View on GitHub

NumPyNet

Neural Networks library in pure numpy

Route Layer

In the YOLOv3 model, the Route layer is usefull to bring finer grained features in from earlier in the network. This mean that its main function is to recover output from previous layer in the network and bring them forward, avoiding all the in-between processes. Moreover, it is able to recall more than one layer’s output, by concatenating them. In this case though, all Route layer’s input must have the same width and height. It’s role in a CNN is similar to what has alredy been described for the Shortcut layer.

In the YOLOv3 applications, it’s always used to concatenate outputs by channels: let out1 = (batch, w, h, c1) and out2 = (batch, w, h, c2) be the two inputs of the Route layer, then the final output will be a tensor of shape (bacth, w, h, c1 + c2), as described here.

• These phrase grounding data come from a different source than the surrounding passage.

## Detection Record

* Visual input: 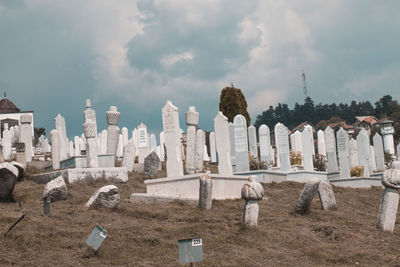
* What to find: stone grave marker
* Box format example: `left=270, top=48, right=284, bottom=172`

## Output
left=373, top=133, right=385, bottom=172
left=209, top=131, right=217, bottom=163
left=275, top=123, right=291, bottom=172
left=357, top=129, right=371, bottom=177
left=228, top=122, right=236, bottom=166
left=248, top=125, right=258, bottom=160
left=106, top=106, right=120, bottom=156
left=214, top=112, right=232, bottom=175
left=349, top=138, right=359, bottom=168
left=317, top=130, right=326, bottom=156
left=258, top=124, right=271, bottom=163
left=185, top=106, right=199, bottom=174
left=324, top=126, right=338, bottom=172
left=336, top=127, right=350, bottom=178
left=233, top=114, right=249, bottom=172
left=144, top=151, right=160, bottom=177
left=301, top=125, right=314, bottom=171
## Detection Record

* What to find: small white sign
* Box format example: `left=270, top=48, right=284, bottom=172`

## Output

On the other hand, the popular Machine Learning library Caffe, let the user chose, by the Concat Layer, if the concatenation must be performed channels or batch dimension, in a similar way as described above.

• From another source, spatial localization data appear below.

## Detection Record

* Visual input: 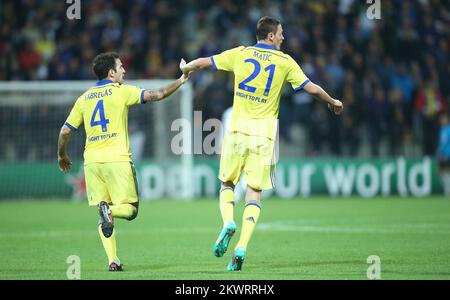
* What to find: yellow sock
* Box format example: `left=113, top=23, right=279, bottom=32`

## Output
left=219, top=187, right=235, bottom=225
left=98, top=225, right=119, bottom=264
left=110, top=204, right=137, bottom=220
left=236, top=201, right=261, bottom=249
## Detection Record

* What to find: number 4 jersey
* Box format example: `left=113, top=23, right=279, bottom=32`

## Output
left=64, top=80, right=145, bottom=164
left=211, top=43, right=310, bottom=140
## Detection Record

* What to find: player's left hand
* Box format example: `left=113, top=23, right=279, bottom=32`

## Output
left=328, top=99, right=343, bottom=115
left=58, top=155, right=72, bottom=172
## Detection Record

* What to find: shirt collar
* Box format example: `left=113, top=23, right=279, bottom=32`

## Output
left=95, top=79, right=113, bottom=86
left=254, top=43, right=277, bottom=50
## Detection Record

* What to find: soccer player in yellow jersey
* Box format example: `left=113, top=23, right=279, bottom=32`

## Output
left=181, top=16, right=343, bottom=271
left=57, top=52, right=190, bottom=271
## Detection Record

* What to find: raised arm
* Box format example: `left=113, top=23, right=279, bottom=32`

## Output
left=142, top=59, right=190, bottom=103
left=142, top=76, right=187, bottom=102
left=303, top=81, right=343, bottom=115
left=58, top=124, right=73, bottom=172
left=180, top=57, right=213, bottom=75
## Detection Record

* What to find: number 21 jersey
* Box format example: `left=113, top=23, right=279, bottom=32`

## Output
left=211, top=43, right=310, bottom=140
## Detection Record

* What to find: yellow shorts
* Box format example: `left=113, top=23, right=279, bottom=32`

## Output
left=219, top=131, right=276, bottom=190
left=84, top=161, right=139, bottom=207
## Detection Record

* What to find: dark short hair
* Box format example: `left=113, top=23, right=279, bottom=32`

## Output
left=256, top=16, right=281, bottom=41
left=92, top=52, right=120, bottom=80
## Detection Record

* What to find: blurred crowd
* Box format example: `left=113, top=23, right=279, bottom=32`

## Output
left=0, top=0, right=449, bottom=160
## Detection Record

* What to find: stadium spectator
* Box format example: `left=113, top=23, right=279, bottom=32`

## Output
left=367, top=84, right=389, bottom=156
left=414, top=80, right=447, bottom=155
left=438, top=111, right=450, bottom=195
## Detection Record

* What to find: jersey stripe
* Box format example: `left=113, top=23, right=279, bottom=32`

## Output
left=210, top=56, right=217, bottom=70
left=64, top=121, right=77, bottom=131
left=294, top=79, right=311, bottom=91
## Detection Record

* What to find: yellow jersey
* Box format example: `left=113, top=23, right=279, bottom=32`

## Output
left=65, top=80, right=145, bottom=164
left=211, top=43, right=310, bottom=139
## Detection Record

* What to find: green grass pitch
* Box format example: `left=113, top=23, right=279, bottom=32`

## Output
left=1, top=197, right=449, bottom=280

Our implementation is similar to Caffe, even though the applications will have more resamblance with YOLO models.

An example on how to instantiate a Route layer and use it is shown in the code below:


from NumPyNet.layers.route_layer import Route_layer
import numpy as np # the library is entirely based on numpy

from NumPyNet.network import Network

model = Network() # imagine that model is a CNN with 10 layers

 # [...] istantiation of model, via model.add or cgf file

# layer init
layer = Route_layer(inpt_layers=(3,6), by_channels=True)

# forward
layer.forward(network=model) # Assuming layer 3 and 6 have the same dimensios batch, width and height, the output will be (batch, w, h, c1 + c2)
output = layer.output

# backward
delta = np.random.uniform(low=0., high=1., size=layer.output.shape) # delta coming from next layers, ideally
layer.backward(delta=delta, network=model)

# now backward updates only the self.delta of layer 3 and 6 of model, there's no layer.delta, since is not needed

Of course, there are smarter ways of using this layer, as demostrated by YOLOv3. The parameter by_channels determines self.axis (if True is 3, else is 0), to perfmorm the correct concatenation.

In particular, those are the definitions of the forward and backward functions in NumPyNet:

def forward(self, network):
	'''
	Concatenate along chosen axis the outputs of selected network layers
	In main CNN applications, like YOLOv3, the concatenation happens channels wise

	Parameters:
		network : Network object type.
	'''

	self.output = np.concatenate([network[layer_idx] for layer_idx in self.input_layers], axis=self.axis)

Where self.input_layers is the list of indexes at which the chosen layers are located in the network (starting at 1, since 0 is always an Input Layer). As you can see, is a simple concatenation by the correct axis.

And this is the definition of backward:

def backward(self, delta, network):
	'''
	Sum self.delta to the correct layer delta on the network

	Parameters:
		delta  : 4-d numpy array, network delta to be backpropagated
		network: Network object type.
	'''

	if self.axis == 3:            # this works for concatenation by channels axis
		channels_sum = 0
		for idx in self.input_layers:
			channels = network[idx].out_shape[3]
			network[idx].delta += delta[:,:,:, channels_sum : channels_sum + channels]
			channels_sum += channels

	elif self.axis == 0:          # this works for concatenation by batch axis
		batch_sum = 0
		for idx in self.self.input_layers:
			batches = network[idx].out_shape[0]
			network[idx].delta += delta[batch_sum : batch_sum + batches,:,:,:]
			batch_sum += batches

in this case, self.delta of the correspoding layer is updated taking into consideration the dimensions: if the first layer has 3 channels, the only the first 3 channels of delta are passed to it.